There is great interest in policy and ideas. There is tremendous dedication to constituency interests and campaigning. Overwhelmingly there is great comradarie between Tory MPs and their Party activists. Despite all the swipes about Eton, the range of backgrounds that Tory MPs come from is wider than ever before. Most Tory MPs are decent people motivated to take part in politics for the right reasons – foremost being patriotism.
Yet it would be quite wrong for any Tory MP, however safe their seat, to assume they had a job for life. That sense of entitlement especially angered the public after the 2008 expenses scandal. The proposed “right of recall” for MPs involved in serious wrong doing was a response to that – although it has been shelved amidst a failure to agree how it should be applied.
It is entirely proper for a constituency association to choose a new candidate even if their incumbent MP has not been involved in any scandal, but simply because they are not good enough: they may be lazy or ineffective or show poor judgment, and it is felt that someone else could do a better job.

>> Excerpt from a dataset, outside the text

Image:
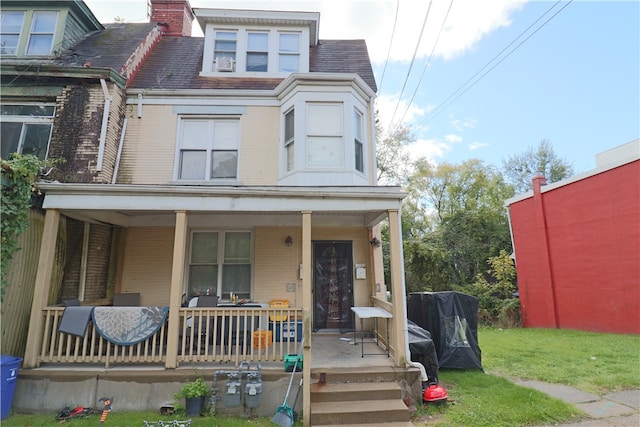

Deselections are rare, although we have had a couple recently. Naturally the MP facing removal tends to be better connected to the media than those seeking their removal.
So, for example, those choosing whether or not Anne McIntosh should be the Conservative candidate for Thirsk and Malton, were presented as deciding whether or not they wished to have a woman MP. This caricature struck me as insulting for all concerned. Were those who supported Miss McIntosh only doing so because she is a woman? Martin Vander Weyer writes:
“Not since pre-Thatcher days have shire Tory grandees been able to slip favoured chaps into safe seats. I have never heard anyone in Thirsk and Malton say anything other than that they would like a choice of good candidates, preferably not called McIntosh. Nor have I ever heard ‘silly little girl’– she is, after all, almost 60. Despite the ‘stench of misogyny’ sniffed by the Daily Mail, numerous of the members who have called for her to go are women.”
Tim Yeo claimed he was deselected in South Suffolk due to his support for gay marriage. Mr Yeo’s media allies eagerly picked up the story. Yet the Mail on Sunday reports that Simon Barrett, deputy chairman of the association, and key backer of the deselection, does not fit the homophobe caricature. Mr Barrett said his son Oliver, a doctor, is to marry his partner, a male nurse, in December, and adds:
“Tim Yeo is talking a load of tosh. Just because we live in Suffolk does not mean we all chew turnips and are homophobic. No father could be more proud of his son than I am of Oliver. It will be one of the proudest days in my life when I attend his wedding to his boyfriend Jonathan in December.
“Mr Yeo is making excuses. The reason he was deselected is that he has been absent. We hardly ever see him and people got sick of it. To claim it is because we are anti same-sex marriage is laughable – and wrong.”
If a constituency association believes that a sitting Tory MP is not up to the job – for whatever reason – then they have a duty to do something about it. Deselection will always be a last resort. It is much easier and nicer for volunteers not to bother with the process.
But the media should not be so quick to insult Conservative Party members who feel they need to resort to it. Their motives should not be impugned without evidence. CCHQ and David Cameron should keep out of it.
Localism is a good principle and the Conservative Party should apply it to itself as well as the nation. Trust in politics can only be restored from the bottom up.